Ejemplo n.º 1
0
class TestBibtexParsing(unittest.TestCase):
    """
    """
    def setUp(self):
        self.parser = BibtexParser()

    def testFormatDetection(self):
        source_files = (setup.MEDLINE_TEST_BIB, setup.BIBTEX_TEST_BIB,
                        setup.IDCOOKING_TEST_BIB, setup.PDFFOLDER_TEST_BIB,
                        setup.BIBTEX_TEST_BIB_DUP,
                        setup.BIBTEX_TEST_MULTI_AUTHORS,
                        setup.BIBTEX_TEST_INBOOKREFERENCES,
                        setup.BIBTEX_TEST_LASTFIELDKOMMA,
                        setup.BIBTEX_TEST_TYPEFIELD,
                        setup.BIBTEX_TEST_CITE_KEY)

        for source_file in source_files:
            source = open(source_file, 'r').read()
            self.failUnless(
                self.parser.checkFormat(source),
                'BibTeX parser failed to detect BibTeX format in file %s' %
                source_file)

        # check negative detection (check properly rejects non-bibtex format files)
        source = open(setup.MEDLINE_TEST_MED, 'r').read()
        self.failIf(
            self.parser.checkFormat(source),
            'BibTeX parser incorrectly detected BibTeX format in file %s' %
            setup.MEDLINE_TEST_MED)

    def testBibtexAuthorParsing(self):
        source = open(setup.BIBTEX_TEST_MULTI_AUTHORS, 'r').read()
        source = self.parser.preprocess(source)
        result = self.parser.parseEntry(source)
        heckman = {
            'middlename': 'J.',
            'firstname': 'James',
            'lastname': 'Heckman'
        }
        carneiro = {
            'middlename': '',
            'firstname': 'Pedro',
            'lastname': 'Carneiro'
        }
        self.failUnless(len(result['authors']) == 2)
        author1 = result['authors'][0]
        self.failUnless(author1['middlename'] == carneiro['middlename'])
        self.failUnless(author1['firstname'] == carneiro['firstname'])
        self.failUnless(author1['lastname'] == carneiro['lastname'])
        author2 = result['authors'][1]
        self.failUnless(author2['middlename'] == heckman['middlename'])
        self.failUnless(author2['firstname'] == heckman['firstname'])
        self.failUnless(author2['lastname'] == heckman['lastname'])

    def testBibtexInbookReferenceParsing(self):
        source = open(setup.BIBTEX_TEST_INBOOKREFERENCES, 'r').read()
        ref = {
            'booktitle': 'In einem fiktiven Buch vor unserer Zeit',
            'title': 'Die Tage der Ankunft',
            'chapter': 'Die Tage der Ankunft',
            'publication_url': 'http://www.sunweavers.net/',
        }

        source = self.parser.preprocess(source)
        result = self.parser.parseEntry(source)

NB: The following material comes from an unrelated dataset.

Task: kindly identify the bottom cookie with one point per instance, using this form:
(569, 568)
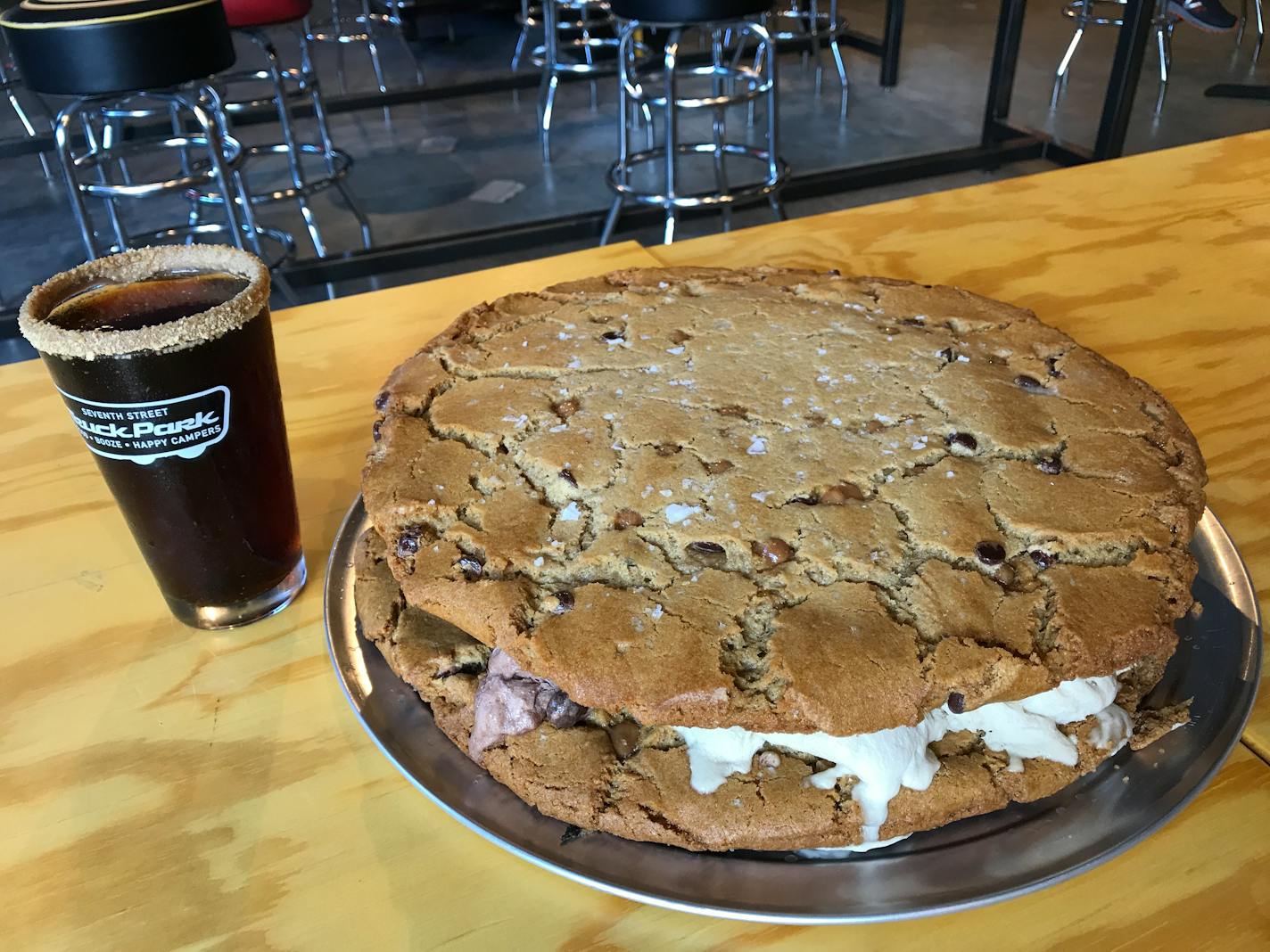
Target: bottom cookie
(606, 773)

        for key in ref.keys():
            self.failUnless(
                result.has_key(key) and (ref[key] == result[key]), key)

    def testAnnoteParsing(self):
        source = open(setup.BIBTEX_TEST_BIB, 'r').read()
        results = self.parser.getEntries(source)
        self.failUnless(results[-1]['annote'] == 'I really like it.')

    def testIdentifierParsing(self):
        source = open(setup.BIBTEX_TEST_BIB, 'r').read()
        results = self.parser.getEntries(source)
        result = results[2]
        self.assertEqual(result['identifiers'], [{
            'label': 'ISBN',
            'value': '3874402436'
        }, {
            'label': 'DOI',
            'value': '1-23-345'
        }])

    def testBibtexTypeFieldParsing(self):
        source = open(setup.BIBTEX_TEST_TYPEFIELD, 'r').read()
        ref = {
            'publication_type': 'Doktorarbeit',
            'title': 'Mein Herr Doktor',
            'school': 'CAU Kiel',
            'institution': 'Ökologie-Zentrum',
        }

        source = self.parser.checkEncoding(source)
        source = self.parser.preprocess(source)
        result = self.parser.parseEntry(source)

        for key in ref.keys():
            self.failUnless(result.has_key(key) and (ref[key] == result[key]))

    def testBibtexTypeLastFieldTrailingKomma(self):
        source = open(setup.BIBTEX_TEST_LASTFIELDKOMMA, 'r').read()
        results = self.parser.getEntries(source)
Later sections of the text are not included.